A number of months ago, before auto mode was made available, I had started using Claude Code’s --dangerously-skip-permissions flag (YOLO mode). Up until then I had been using claude’s sandbox, but it has (or maybe had) a number of annoying issues with things like git on macOS. So I decided I would try YOLO mode, but to mitigate the blast radius by only running it in a dev container.

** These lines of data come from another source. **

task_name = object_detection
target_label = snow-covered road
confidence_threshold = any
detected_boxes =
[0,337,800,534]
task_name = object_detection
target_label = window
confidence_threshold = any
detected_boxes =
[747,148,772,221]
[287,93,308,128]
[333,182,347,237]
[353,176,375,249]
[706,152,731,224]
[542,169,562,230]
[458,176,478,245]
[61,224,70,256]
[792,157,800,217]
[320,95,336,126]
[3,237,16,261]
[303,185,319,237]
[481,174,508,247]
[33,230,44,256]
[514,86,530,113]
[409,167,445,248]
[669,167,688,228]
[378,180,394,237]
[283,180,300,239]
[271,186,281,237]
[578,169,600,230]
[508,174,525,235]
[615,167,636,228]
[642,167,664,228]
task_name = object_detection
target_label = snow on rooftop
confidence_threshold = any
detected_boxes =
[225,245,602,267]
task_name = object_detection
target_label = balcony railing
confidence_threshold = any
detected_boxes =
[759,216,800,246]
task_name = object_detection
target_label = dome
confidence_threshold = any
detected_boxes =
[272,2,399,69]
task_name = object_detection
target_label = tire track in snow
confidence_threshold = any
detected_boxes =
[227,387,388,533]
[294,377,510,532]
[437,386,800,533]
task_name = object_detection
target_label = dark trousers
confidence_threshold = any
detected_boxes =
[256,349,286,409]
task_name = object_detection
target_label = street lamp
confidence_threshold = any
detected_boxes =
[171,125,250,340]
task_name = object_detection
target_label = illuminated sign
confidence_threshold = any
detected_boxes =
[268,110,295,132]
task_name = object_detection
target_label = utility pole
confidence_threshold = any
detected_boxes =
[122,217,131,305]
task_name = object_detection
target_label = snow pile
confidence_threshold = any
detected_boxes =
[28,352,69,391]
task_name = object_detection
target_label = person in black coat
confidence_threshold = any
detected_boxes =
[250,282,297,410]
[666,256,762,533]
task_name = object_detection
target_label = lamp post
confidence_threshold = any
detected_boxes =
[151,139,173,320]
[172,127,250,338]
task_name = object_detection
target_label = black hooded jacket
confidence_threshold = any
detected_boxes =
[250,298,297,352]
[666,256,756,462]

I’d dabbled with dev containers previously, even using GitHub Codespaces until I discovered a way to effectively have private WIP branches. Local dev containers are nicer than having to pay for a slow cloud instance, but they are also annoying. I never established a good mental model of what VS Code plugins ran in the host or container and why some would not be automatically reinstalled after a container rebuild. One of the sillier annoyances is how there seems to be no simple way to get a container to adopt the host’s timezone. Then there’s the fact that the standard dev-container approach means having a container for each project, which seems like an annoying amount of duplicate configuration. And somehow containers running in Docker also just seemed slower than they ought to be.

So eventually I just stopped using them, and started running claude as my user directly on my Mac, relying on auto mode’s protections. Then a slightly unsettling thing happened with Claude Opus 4.8.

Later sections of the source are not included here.